Published online by Cambridge University Press: 28 January 2010
This is a book on fluid dynamics. It is not a book on computation. Many excellent books on fluid dynamics are available: why is another needed?
In recent decades, numerical algorithms and computer power have advanced to the point that computer simulations of the Navier–Stokes equations have become routine. This vastly expands our ability to solve these equations, further extending our understanding of fluid flow and providing a tool for engineering analysis. Computer simulations are solutions of a different nature from classical exact and approximate solutions. They are numerical data rather than formulas. One of our objectives in this text is to relate computer solutions to theoretical fluid dynamics. Indeed, it is this goal, rather than computation as a tool for complex engineering analysis, that provides the guideline for this text. Computer solutions can reproduce closed-form and approximate solutions; they can illuminate the merits and limits of simple analyses; and they can provide entirely new solutions of varying degrees of complexity. The time is ripe to integrate computer solutions into fluid dynamics education.

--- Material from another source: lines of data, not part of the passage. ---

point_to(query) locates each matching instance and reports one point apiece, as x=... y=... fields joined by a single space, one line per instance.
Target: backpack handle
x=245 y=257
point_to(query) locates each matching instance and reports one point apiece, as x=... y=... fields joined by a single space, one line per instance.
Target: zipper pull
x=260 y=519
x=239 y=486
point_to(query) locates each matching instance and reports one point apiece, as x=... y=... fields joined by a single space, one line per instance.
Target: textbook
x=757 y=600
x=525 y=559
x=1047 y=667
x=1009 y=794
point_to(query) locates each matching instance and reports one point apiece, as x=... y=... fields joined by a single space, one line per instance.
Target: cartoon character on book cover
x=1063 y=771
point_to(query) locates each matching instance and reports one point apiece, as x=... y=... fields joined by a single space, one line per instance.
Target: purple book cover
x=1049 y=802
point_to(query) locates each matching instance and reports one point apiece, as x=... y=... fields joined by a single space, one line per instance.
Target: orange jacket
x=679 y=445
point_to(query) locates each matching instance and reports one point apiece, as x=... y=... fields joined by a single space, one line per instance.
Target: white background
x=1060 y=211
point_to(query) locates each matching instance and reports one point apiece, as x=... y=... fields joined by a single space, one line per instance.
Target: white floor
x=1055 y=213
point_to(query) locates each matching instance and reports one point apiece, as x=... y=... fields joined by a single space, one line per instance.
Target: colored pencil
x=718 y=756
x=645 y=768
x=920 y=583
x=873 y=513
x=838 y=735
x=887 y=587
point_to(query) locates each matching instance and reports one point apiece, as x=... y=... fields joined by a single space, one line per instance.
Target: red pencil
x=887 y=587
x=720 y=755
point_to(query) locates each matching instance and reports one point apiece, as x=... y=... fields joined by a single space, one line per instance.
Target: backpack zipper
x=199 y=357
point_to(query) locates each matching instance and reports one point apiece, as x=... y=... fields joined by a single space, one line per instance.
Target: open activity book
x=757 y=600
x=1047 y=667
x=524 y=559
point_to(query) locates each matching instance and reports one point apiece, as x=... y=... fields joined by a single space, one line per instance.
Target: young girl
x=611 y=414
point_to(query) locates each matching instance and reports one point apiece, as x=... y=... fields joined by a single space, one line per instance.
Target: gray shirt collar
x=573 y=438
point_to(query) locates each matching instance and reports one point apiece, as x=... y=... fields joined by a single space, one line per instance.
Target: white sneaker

From a pedagogical perspective, readily available, commercial computational fluid dynamics (CFD) software provides a new resource for teaching fluid dynamics. This software converts CFD from a technique used by researchers and engineers in industry into a readily accessible facility. It is a challenge to integrate such software packages into the educational structure. Most of the examples in this book have been computed with commercial software, and exercises to be solved with such software have been suggested. How far to go in this direction was a true quandary.